# Browning Buck Mark Plus with UDX grips availability ?



## DanP_from_AZ (May 8, 2009)

Anyone know why the blued Buck Mark Plus with UDX grips (Rosewood or Walnut) is "impossible" to find ?
The stainless Plus with black laminate UDX grips is also "missing".

Does Browning only do a run of these models at apparently lengthy intervals ?

The "regular" models seem to be available most everywhere.

I want a blued Plus with either of the wooden UDX grips. Badly. :mrgreen:


----------



## fredfishdog (Feb 21, 2012)

I wish I knew.

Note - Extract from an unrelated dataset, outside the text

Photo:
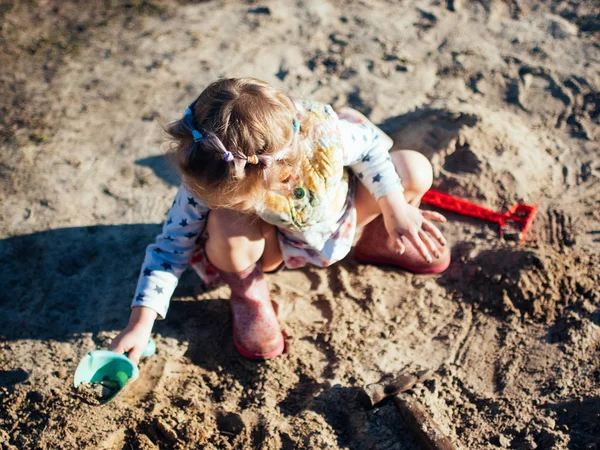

I'm in the market for a buck mark plus in stainless but no luck. [email protected]


----------



## DanP_from_AZ (May 8, 2009)

fredfishdog said:


> I wish I knew. I'm in the market for a buck mark plus in stainless but no luck. [email protected]


I guess you've seen my posts "below" about how I found my "Plus" in "blue with laminated rosewood grips". Actually, "blue" is black.
The posts have links to Davidson's Gallery of Guns site. And to the "best Browning rimfire site", a sub-forum of Rimfire Central.

I got mine by talking to my "best service, best price" LGS if it was OK to work through "Davidson's Gallery of Guns". Bill said yes, he liked their system.
Finally one day, five magically appeared. I immediately ordered one to be done "through Bill". Within two hours, the other four were gone.

For whatever reason, all three "Plus" versions seem VERY rare. I thought about getting "your" stainless with black laminated wood grips. But, I went traditional.
Keep up the hunt. They are worth it.

Mine has been "groomed" with a Browning "Weaver" rail and a Truglo red/green dot sight for our local club's monthly bullseye rimfire competition.
Just wish I could shoot up to the guns capability at 25 yards. THAT will never happen. My excuse is that I'm 69 years old. :mrgreen:


----------